A new coronavirus appears to be causing a pneumonia-like illness in China. It is certainly a zoonotic infection – jumping from non-human animals to humans – as exemplified by previous outbreaks of SARS and MERS coronaviruses.
The government in Wuhan, China confirmed on 31 December that dozens of cases of pneumonia of unknown cause were being treated in that city. Pneumonia can be caused by viruses (e.g. influenza virus) and bacteria (e.g. Streptococcus pneumonia). These patients had high fever, difficulty breathing, and lesions in their lungs. No deaths have been reported. SARS and MERS coronaviruses, avian influenza viruses, and adenovirus have been ruled out as causative agents of the disease.
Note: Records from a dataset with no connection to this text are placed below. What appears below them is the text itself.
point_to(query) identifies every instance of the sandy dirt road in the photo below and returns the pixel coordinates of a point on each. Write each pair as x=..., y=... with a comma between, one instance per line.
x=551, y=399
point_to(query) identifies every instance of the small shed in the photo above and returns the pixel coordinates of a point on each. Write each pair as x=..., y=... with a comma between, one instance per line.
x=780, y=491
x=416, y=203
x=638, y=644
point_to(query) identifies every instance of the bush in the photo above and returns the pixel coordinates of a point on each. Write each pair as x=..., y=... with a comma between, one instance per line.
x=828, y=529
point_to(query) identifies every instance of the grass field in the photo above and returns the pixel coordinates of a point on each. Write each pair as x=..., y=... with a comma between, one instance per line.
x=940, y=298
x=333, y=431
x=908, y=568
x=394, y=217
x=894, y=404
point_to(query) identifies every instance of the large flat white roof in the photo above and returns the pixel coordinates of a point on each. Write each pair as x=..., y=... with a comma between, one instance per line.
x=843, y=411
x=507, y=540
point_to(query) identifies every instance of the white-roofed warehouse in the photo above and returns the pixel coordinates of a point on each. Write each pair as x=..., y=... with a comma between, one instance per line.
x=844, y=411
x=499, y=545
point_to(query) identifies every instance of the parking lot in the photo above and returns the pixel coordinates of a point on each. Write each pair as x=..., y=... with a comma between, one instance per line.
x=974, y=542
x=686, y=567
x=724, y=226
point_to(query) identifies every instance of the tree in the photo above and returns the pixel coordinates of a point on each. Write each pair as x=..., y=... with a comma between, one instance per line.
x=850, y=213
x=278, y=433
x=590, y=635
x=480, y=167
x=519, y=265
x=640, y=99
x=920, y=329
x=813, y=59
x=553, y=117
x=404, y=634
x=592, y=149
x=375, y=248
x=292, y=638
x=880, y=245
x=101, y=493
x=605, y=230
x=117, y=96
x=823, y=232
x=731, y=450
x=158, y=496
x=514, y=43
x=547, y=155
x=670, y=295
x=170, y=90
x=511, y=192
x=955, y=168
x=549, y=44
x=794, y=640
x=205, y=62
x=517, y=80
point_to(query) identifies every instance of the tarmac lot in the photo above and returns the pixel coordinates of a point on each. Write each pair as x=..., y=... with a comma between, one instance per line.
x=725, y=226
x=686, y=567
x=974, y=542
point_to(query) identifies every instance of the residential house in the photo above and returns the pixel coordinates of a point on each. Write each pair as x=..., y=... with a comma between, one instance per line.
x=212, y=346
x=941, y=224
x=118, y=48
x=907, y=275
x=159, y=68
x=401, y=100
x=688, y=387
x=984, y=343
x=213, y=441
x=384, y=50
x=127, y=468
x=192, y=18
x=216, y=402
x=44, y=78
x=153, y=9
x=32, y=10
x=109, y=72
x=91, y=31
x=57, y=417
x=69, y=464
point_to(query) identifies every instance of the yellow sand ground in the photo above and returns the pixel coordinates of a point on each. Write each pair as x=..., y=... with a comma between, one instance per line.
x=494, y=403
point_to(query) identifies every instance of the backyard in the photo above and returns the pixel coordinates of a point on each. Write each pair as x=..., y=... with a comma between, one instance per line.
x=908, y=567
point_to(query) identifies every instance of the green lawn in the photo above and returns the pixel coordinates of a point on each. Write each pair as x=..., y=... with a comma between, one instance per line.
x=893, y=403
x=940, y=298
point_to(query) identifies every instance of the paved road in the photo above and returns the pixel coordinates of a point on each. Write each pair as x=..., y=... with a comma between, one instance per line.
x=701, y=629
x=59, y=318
Many of the people who developed disease had a connection with the Huanan Seafood Market, where one can also buy poultry and wild animal meat. The connection is important because SARS coronavirus, which emerged in Southern China in 2003, was acquired from open meat markets.
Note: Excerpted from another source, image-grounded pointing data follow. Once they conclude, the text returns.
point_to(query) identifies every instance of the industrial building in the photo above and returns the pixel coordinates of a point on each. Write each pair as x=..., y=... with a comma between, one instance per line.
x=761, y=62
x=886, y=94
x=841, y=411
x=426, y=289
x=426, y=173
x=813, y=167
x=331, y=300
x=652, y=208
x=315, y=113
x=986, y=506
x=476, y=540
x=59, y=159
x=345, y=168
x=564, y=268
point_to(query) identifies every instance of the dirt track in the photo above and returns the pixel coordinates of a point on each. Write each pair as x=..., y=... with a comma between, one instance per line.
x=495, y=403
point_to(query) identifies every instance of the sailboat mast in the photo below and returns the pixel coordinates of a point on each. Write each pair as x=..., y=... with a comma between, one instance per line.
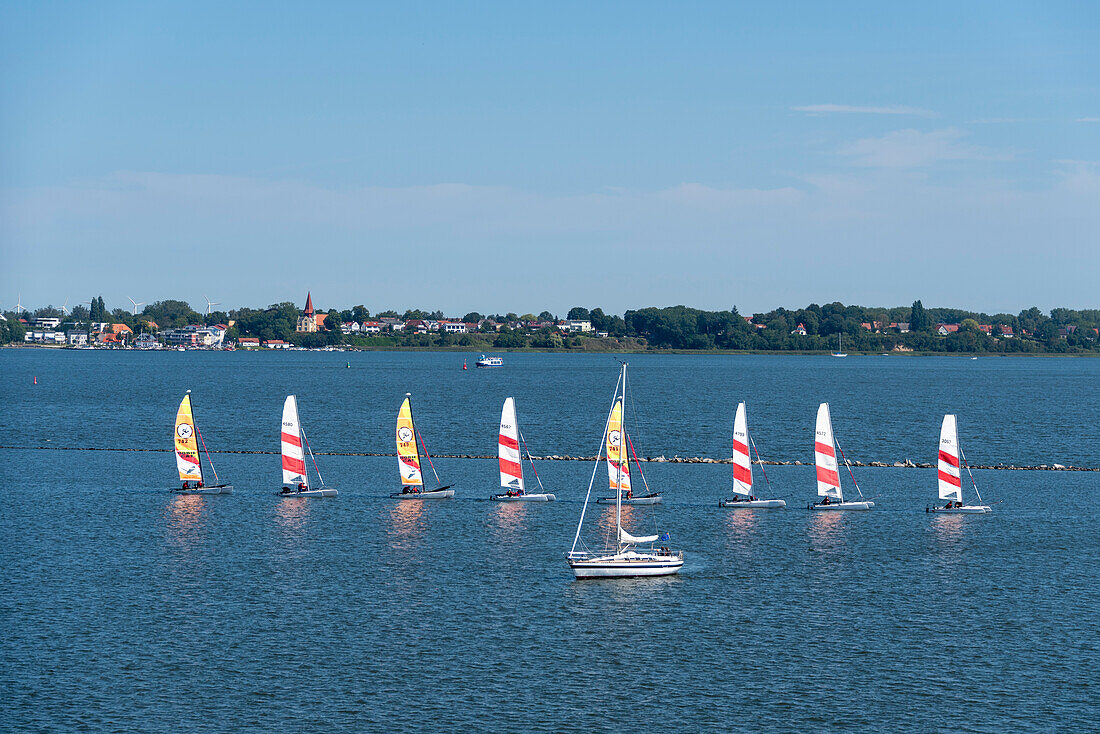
x=595, y=468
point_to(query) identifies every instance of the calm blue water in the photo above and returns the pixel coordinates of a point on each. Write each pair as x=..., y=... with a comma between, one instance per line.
x=127, y=609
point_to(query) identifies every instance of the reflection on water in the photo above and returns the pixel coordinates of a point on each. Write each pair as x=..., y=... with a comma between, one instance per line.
x=508, y=523
x=186, y=516
x=406, y=522
x=292, y=513
x=826, y=529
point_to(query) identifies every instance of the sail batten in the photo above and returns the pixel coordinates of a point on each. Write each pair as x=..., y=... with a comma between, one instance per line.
x=408, y=455
x=743, y=462
x=828, y=477
x=294, y=460
x=947, y=467
x=187, y=448
x=618, y=467
x=512, y=470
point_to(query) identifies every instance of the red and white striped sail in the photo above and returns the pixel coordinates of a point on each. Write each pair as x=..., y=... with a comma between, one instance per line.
x=950, y=484
x=743, y=463
x=512, y=470
x=828, y=477
x=294, y=460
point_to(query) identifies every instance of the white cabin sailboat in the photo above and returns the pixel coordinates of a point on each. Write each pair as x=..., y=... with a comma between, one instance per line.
x=828, y=475
x=948, y=477
x=295, y=473
x=512, y=462
x=188, y=463
x=743, y=469
x=408, y=460
x=623, y=558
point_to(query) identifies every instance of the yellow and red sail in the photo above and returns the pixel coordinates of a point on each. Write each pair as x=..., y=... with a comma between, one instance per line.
x=187, y=446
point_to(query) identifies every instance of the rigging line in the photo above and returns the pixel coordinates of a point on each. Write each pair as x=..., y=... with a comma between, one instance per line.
x=965, y=463
x=638, y=464
x=760, y=462
x=310, y=449
x=849, y=468
x=209, y=461
x=529, y=458
x=428, y=457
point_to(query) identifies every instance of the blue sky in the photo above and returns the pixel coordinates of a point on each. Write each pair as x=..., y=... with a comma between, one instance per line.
x=520, y=156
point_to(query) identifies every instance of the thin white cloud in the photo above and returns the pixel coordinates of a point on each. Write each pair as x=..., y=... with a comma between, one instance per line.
x=912, y=149
x=864, y=109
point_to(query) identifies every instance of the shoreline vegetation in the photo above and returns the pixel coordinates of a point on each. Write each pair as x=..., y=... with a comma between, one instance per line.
x=659, y=459
x=815, y=329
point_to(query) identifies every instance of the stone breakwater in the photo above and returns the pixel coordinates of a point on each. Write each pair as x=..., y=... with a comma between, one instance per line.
x=674, y=460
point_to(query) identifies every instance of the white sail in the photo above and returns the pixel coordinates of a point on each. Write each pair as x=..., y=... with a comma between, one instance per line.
x=294, y=460
x=627, y=538
x=512, y=470
x=828, y=477
x=743, y=463
x=950, y=483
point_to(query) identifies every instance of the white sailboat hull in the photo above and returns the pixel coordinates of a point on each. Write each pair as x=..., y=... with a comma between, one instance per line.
x=221, y=489
x=843, y=505
x=751, y=504
x=628, y=565
x=323, y=492
x=648, y=500
x=524, y=497
x=965, y=510
x=439, y=494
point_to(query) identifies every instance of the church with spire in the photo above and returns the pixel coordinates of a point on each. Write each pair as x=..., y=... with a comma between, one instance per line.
x=307, y=322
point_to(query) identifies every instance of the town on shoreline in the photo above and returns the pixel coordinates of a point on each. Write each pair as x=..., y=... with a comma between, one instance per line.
x=814, y=329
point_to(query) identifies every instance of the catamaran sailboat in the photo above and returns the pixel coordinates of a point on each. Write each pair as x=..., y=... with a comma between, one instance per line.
x=828, y=477
x=948, y=477
x=187, y=455
x=618, y=467
x=408, y=460
x=623, y=558
x=743, y=469
x=512, y=462
x=295, y=472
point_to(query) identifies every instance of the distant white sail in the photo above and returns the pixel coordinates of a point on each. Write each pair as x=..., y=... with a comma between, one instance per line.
x=950, y=484
x=743, y=463
x=294, y=460
x=512, y=471
x=828, y=477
A scientist leading the investigation of the new agent, Xu Jianguo, has announced that on 7 January 2020 a new coronavirus was identified. Apparently the virus was isolated from a patient and the entire genome sequence obtained. On ProMedMail he is quoted as saying €œA total of 15 positive results of the new coronavirus were detected by nucleic acid detection methods€ which I presume to be PCR. However it is not clear if this statement means that 15 patients have tested positive for this virus.
Precautions have been taken in China to limit the travel of infected individuals, for example by using thermal detectors at airports to identify people with fever. It will not be surprising if infections are detected outside of Wuhan and even in different countries, as an infected person may not have symptoms for several days.
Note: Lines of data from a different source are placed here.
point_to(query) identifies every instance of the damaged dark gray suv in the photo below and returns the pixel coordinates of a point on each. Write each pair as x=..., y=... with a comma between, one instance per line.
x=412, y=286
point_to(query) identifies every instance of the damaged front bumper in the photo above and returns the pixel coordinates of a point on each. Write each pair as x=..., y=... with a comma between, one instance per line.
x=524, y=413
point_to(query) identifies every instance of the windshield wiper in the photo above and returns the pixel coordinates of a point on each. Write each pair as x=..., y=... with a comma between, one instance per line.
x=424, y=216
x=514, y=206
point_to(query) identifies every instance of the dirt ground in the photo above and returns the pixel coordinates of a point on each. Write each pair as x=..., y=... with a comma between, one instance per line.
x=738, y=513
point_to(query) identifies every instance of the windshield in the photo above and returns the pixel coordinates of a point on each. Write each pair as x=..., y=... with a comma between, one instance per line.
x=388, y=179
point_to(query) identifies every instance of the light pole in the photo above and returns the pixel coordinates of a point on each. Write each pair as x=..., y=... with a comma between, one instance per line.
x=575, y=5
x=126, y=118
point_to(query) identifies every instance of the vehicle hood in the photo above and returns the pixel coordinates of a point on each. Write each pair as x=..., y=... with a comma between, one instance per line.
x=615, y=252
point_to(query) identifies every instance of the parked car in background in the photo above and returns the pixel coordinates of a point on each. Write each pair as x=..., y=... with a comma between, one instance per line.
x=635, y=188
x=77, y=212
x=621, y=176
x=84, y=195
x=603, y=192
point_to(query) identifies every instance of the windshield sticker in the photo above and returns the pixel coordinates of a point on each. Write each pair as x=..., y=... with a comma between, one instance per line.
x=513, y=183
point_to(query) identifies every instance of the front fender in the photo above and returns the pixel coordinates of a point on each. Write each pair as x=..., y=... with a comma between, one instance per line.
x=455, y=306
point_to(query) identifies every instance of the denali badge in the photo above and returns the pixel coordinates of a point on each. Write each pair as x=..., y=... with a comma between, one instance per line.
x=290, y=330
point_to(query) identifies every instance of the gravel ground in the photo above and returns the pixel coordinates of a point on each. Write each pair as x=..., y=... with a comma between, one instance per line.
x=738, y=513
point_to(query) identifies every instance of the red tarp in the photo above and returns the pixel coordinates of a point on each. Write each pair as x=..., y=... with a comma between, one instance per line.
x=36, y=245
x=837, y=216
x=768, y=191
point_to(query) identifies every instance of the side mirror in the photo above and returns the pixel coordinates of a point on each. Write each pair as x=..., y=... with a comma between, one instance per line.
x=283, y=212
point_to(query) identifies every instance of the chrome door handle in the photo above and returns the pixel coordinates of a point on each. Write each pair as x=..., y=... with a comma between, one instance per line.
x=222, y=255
At this point we have very little information on the virus and its transmissibility. However this situation is expected to change quickly as a diagnostic test (PCR) can now be used to track infections. Hopefully we will see the genome sequence very soon so we can determine the origin of the virus. Coronaviruses are known to circulate in bats in China and it will be essential to determine if the isolates in this new outbreak match anything that has been previously detected. I suspect not, given the assertion that the virus is a coronavirus never seen before. Nevertheless, having the genome sequence will allow us to trace its origins.
Coronaviruses have been known for many years, but until 2003 they mainly caused mild upper respiratory illness. They are enveloped viruses with a (+) strand RNA genome (pictured). In 2003 SARS coronavirus emerged as the cause of severe respiratory disease. That virus originated in cave-dwelling horseshoe bats in China, and was introduced into humans at live meat markets in Guangdong Province. MERS coronavirus emerged in the Middle East in 2012 and cases continue to be reported. It is mainly (but not always) acquired from camels, but it likely entered camels from bats some time ago. Hence coronaviruses have a proven record of causing zoonotic infections.
During the 2003 SARS outbreak, China was very slow at sharing information about the outbreak with the rest of the world. Such sharing is important because it allows other countries to detect and control the virus should it arrive. Apparently there are still issues with the current outbreak, although information is more forthcoming. For example, as reported in the NY Times, Chinese censors have blocked the hashtag #WuhanSARS on social media, and eight people are being investigated for spreading rumors online about the disease. Hopefully the sharing of information about the virus will be more open.